株式明日の戦略ー時4桁下落もプラスで終了、25日線近辺で売りは止まるか

 29日の日経平均は反発。終値は107円高の69468円。

 東証プライムの騰落銘柄数は値上がり1089/値下がり416。AI関連が嫌われる中でも太陽誘電が10.9%高と急騰。米国でセールスフォースが大幅高となったことを手がかりに、NEC、富士通、野村総研などソフトウェア関連に買いが入った。Sansan、ラクス、フリーなどSaaS関連に値幅を伴った上昇となるものが多かった。証券会社が投資判断を引き上げた丸一鋼管や、自己株取得を発表した上組が急伸した。

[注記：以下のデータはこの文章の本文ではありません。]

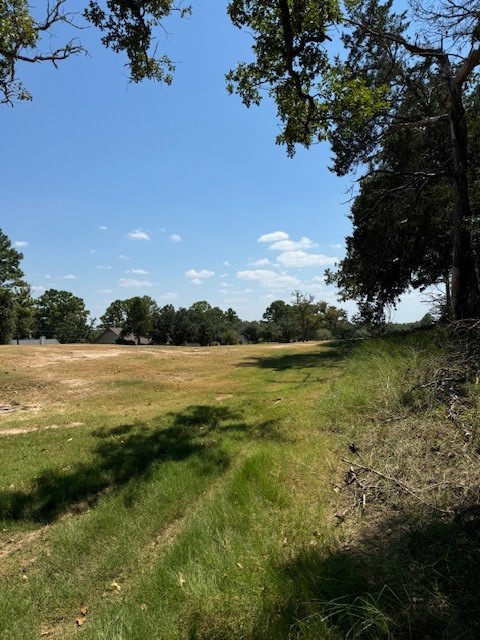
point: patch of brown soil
(19, 430)
(12, 545)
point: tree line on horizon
(398, 105)
(61, 315)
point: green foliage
(15, 301)
(6, 315)
(61, 315)
(115, 315)
(139, 317)
(293, 66)
(128, 26)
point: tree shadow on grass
(330, 354)
(133, 451)
(416, 583)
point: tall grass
(207, 504)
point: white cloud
(138, 235)
(199, 275)
(276, 236)
(269, 278)
(291, 245)
(131, 282)
(303, 259)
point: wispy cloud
(132, 282)
(292, 245)
(276, 236)
(298, 259)
(199, 275)
(138, 272)
(269, 279)
(138, 235)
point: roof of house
(129, 337)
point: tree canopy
(393, 103)
(386, 82)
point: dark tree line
(399, 104)
(203, 324)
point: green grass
(190, 494)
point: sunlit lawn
(156, 492)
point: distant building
(112, 336)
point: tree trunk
(465, 292)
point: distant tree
(183, 330)
(251, 331)
(357, 100)
(279, 322)
(306, 314)
(61, 315)
(164, 324)
(12, 290)
(6, 316)
(139, 318)
(23, 311)
(115, 315)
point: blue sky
(113, 190)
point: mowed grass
(163, 492)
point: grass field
(207, 493)
(159, 490)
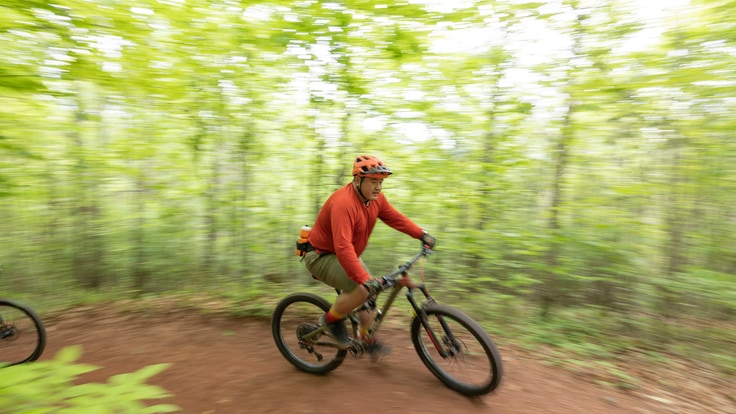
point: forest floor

 一方、キオクシアHDが4%台の下落となり、9万円を割り込んだ。フジクラ、住友電工、古河電工の電線大手3社がそろって大幅安。アドバンテストやレーザーテックなど半導体株の一角が弱かった。三菱UFJやみずほFGなど銀行株が軟調。監査法人から26.3期有価証券報告書の財務諸表および連結財務諸表について監査意見を表明しない旨の監査報告書を受領したと発表した海帆が急落した。

 日経平均は一時4桁の下落となったにもかかわらず、プラスで終えた。ソフトウェア、SaaS、ゲーム関連などが強く買われたことでAI相場の終わりが意識されるような場面もあったが、AI関連も全面安とはならなかった。上述したように、きょうは日経平均とTOPIXが後場の高値で取引を終え、グロース250指数が高値引けと、引けにかけての指数の動きが良かった。日経平均とTOPIXは25日線近辺で踏みとどまったようなチャート形状となっている。あすは6月最終日となるが、強い動きが見られるようなら短期の調整は一巡したとの見方が強まり、相場の雰囲気がガラッと良くなる展開も期待できる。